フェアトレード・ラベルとは、特定の基準(※1)を満たしたフェアトレード商品を証明する認証ラベルのこと。国際フェアトレードラベル機構(FLO)(※2)が国際的な基準を定め、その傘下でFLJは、日本に流通するフェアトレード商品が基準を遵守しているかを監査し、認証ラベルを許可しライセンスを発行している。
「イオン、無印良品、西友などの流通企業や外食業、ホテル、鉄道の飲食部門、大学や企業の食堂などで、フェアトレード製品を扱うところが増えてきましたし、学校の教科書や入学試験にも採り上げられることで、若い世代を中心に認知が高まってきました」
世界を見渡せば、約70カ国で流通するフェアトレード認証製品の数は約2万7千。市場規模は不況にも関わらずここ数年で10〜30%の割合で拡大を続け、5千億円を超えている。対して日本の市場規模は約16.7億円(2010年)と英国や米国とは比較にならないぐらい小さい。中島さんは根底にある問題として、国内では「消費者の責任」として捉える考え方が浸透していない点を指摘する。

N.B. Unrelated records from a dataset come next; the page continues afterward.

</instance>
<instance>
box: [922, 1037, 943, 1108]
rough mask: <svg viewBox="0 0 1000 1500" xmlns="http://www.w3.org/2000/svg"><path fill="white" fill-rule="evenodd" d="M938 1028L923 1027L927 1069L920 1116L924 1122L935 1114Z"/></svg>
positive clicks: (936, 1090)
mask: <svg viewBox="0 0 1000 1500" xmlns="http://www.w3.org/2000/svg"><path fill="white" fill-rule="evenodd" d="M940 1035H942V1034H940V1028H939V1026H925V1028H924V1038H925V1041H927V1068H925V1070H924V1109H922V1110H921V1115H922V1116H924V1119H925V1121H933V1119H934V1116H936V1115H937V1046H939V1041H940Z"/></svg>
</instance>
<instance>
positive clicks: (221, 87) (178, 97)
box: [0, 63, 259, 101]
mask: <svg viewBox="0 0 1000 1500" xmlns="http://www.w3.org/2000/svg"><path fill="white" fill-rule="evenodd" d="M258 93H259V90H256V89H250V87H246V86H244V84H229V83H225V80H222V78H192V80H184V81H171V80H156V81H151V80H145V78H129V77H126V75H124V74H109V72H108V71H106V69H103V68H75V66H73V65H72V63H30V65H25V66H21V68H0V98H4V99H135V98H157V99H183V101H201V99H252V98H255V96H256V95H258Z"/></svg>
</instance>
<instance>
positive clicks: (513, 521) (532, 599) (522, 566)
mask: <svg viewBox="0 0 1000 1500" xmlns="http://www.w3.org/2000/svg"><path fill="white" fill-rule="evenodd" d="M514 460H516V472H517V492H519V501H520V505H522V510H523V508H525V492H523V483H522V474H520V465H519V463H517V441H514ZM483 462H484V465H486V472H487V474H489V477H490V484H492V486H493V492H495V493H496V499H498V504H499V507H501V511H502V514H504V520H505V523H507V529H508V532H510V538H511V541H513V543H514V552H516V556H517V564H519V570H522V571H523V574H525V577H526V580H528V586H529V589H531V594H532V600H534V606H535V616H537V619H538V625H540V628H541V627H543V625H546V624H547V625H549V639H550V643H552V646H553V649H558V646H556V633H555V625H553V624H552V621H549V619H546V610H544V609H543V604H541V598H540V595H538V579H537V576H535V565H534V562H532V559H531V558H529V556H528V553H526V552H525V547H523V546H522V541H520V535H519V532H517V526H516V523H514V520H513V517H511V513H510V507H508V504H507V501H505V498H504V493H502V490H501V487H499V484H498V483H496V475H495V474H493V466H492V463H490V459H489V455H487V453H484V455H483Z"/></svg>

「寄付つき商品と混同されることがまだ多いですし、企業側も利潤と継続性を考慮しますので、消費者側の意識が高まり、市場性が見えてこないと、商品化まで踏み込めないのが実情です」
そもそもフェアトレードの目的は、貧困の削減を持続可能な社会運動として展開することにある。そこでFLJは、行政や企業に対してフェアトレード調達や同商品の採用、生産者への支援などを働きかけるとともに、学校教育や消費者への普及啓発にも力を入れ、フェアトレードのさらなる拡大と深化をめざしている。
(※1)特定の基準
「生産者は組合を作り、透明性のある民主的な活動を行う」「生産者が安定した生活を営み、品質向上や環境に配慮した生産に取り組めるようにする」等、品目ごとに「生産者」と「取引」に関する多岐にわたる基準を設定している。
(※2)Fairtrade Labelling Organizations International1997年設立。日本を含む26カ国22のラベル認証機関に加え、中南米、アフリカ、アジアの生産者ネットワーク組織3団体を束ねる国際組織。